The Chabad of Oxford on Cowley Rd, Oxford, England. Photo: Google Maps.

A Jewish student center serving the University of Oxford in the United Kingdom was subject to two attacks this month, drawing condemnation from community leaders.

On May 19, the eve of the Jewish holiday of Shavuot, two unidentified offenders placed “antisemitic” notes and sparked a fire at the Chabad of Oxford, Thames Valley Police said.

“Thankfully the fire burned out within a couple of minutes, it didn’t cause significant damage and no-one was injured,” said Detective Sergeant George Atkinson of the incident, which was classified as a hate crime.

Four days later, a white powder and offensive notes — one reading “Jew House” — were found at the center. The substance was later identified as talcum powder.

Police did not say the attacks were related.
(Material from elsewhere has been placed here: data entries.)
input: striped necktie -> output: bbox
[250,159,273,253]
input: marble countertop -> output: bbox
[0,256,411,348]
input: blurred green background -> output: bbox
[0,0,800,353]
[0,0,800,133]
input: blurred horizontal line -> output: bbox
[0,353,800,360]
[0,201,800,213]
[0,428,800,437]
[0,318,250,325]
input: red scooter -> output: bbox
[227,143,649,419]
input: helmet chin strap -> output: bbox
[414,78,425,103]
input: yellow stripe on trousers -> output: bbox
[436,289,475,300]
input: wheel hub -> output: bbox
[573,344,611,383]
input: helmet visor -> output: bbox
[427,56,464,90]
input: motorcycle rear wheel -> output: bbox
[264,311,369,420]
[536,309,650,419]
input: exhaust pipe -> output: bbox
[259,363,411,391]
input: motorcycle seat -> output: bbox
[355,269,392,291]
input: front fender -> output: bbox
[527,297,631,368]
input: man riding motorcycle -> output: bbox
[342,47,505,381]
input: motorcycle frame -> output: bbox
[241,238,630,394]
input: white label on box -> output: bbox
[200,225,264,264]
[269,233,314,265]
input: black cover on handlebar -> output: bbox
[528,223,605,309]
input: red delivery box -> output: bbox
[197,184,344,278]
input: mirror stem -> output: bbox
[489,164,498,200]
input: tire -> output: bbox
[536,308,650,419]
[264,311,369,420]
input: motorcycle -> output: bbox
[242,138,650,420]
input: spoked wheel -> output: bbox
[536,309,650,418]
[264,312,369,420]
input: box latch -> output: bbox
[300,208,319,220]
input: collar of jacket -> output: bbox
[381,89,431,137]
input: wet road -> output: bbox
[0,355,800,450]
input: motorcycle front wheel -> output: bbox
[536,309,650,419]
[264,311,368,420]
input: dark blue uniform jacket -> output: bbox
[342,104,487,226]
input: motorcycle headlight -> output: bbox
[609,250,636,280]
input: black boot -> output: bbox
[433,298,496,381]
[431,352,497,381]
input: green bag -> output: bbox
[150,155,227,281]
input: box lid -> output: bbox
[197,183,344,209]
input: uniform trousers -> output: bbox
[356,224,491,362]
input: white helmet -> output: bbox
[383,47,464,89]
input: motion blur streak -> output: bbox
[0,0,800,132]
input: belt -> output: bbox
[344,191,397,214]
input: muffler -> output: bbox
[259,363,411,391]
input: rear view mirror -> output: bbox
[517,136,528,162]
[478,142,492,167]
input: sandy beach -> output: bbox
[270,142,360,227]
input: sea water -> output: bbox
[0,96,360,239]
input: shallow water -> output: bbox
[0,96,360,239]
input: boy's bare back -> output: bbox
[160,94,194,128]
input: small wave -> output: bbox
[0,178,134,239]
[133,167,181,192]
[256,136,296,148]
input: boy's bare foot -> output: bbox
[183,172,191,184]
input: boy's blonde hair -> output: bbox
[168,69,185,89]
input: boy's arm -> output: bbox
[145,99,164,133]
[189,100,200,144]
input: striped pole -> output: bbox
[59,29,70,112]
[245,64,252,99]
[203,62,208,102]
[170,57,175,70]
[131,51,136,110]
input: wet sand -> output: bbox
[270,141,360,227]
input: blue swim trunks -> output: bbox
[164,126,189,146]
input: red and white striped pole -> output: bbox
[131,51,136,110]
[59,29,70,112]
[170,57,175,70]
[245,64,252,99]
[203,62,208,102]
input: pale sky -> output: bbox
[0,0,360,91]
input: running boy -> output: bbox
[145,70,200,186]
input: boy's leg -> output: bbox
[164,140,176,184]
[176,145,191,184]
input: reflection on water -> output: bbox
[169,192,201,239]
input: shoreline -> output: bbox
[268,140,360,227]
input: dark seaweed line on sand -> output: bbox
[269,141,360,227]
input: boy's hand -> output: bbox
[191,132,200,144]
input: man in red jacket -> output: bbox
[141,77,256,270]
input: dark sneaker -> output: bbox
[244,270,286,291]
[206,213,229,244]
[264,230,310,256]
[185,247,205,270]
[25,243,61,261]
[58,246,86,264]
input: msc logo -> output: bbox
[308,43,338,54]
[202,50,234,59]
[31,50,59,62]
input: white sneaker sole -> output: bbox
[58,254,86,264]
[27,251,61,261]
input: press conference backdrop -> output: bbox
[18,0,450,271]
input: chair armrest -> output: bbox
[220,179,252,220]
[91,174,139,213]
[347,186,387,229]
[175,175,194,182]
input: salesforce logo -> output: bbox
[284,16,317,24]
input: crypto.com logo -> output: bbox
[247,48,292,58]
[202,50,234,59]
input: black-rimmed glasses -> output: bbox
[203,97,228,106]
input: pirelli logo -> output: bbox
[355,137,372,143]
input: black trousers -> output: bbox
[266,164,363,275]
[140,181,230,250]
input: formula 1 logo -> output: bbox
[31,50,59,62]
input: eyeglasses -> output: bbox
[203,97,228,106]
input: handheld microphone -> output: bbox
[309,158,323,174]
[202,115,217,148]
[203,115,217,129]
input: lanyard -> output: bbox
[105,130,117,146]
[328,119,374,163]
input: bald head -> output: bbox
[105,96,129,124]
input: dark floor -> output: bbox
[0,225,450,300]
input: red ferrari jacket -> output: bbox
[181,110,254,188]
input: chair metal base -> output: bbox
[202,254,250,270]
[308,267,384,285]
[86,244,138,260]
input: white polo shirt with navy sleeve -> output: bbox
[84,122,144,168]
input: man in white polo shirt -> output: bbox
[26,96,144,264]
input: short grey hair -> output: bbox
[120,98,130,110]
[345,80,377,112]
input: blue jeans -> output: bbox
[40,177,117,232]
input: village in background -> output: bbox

Rabbi Eli Brackman, who directs Oxford Chabad alongside his wife Freidy, described the attack on Thursday as a “minor [antisemitic] incident” and said that “everyone is safe.”

“The powder that was left today was not part of a trend,” Brackman told “While the notes tell us that the perpetrators were clearly acting out of anti-Semitism, all indicators, including video footage, indicate that it was an isolated incident.”

The attack raised concern among some community officials, including Layla Moran, a member of parliament representing Oxford.

“We cannot tolerate anti-Semitism of any kind in Oxford,” she said, calling the incident “shocking and deeply distressing.”

Tom Hayes, the Oxford city councillor for the district where the attack took place, described Oxford Chabad as “a hub of Jewish life in the city,” adding, “We deplore every act of anti-Semitism and stand with our Jewish community.”

The center, which services local Jewish students and faculty, includes a synagogue, kosher café, and dining room for Shabbat and holiday dinners. It also hosts a lecture series that has featured speakers including former Canadian Justice Minister Irwin Cotler, retired Harvard Law Professor Alan Dershowitz, and former Chief Rabbi of Israel Rabbi Israel Meir Lau.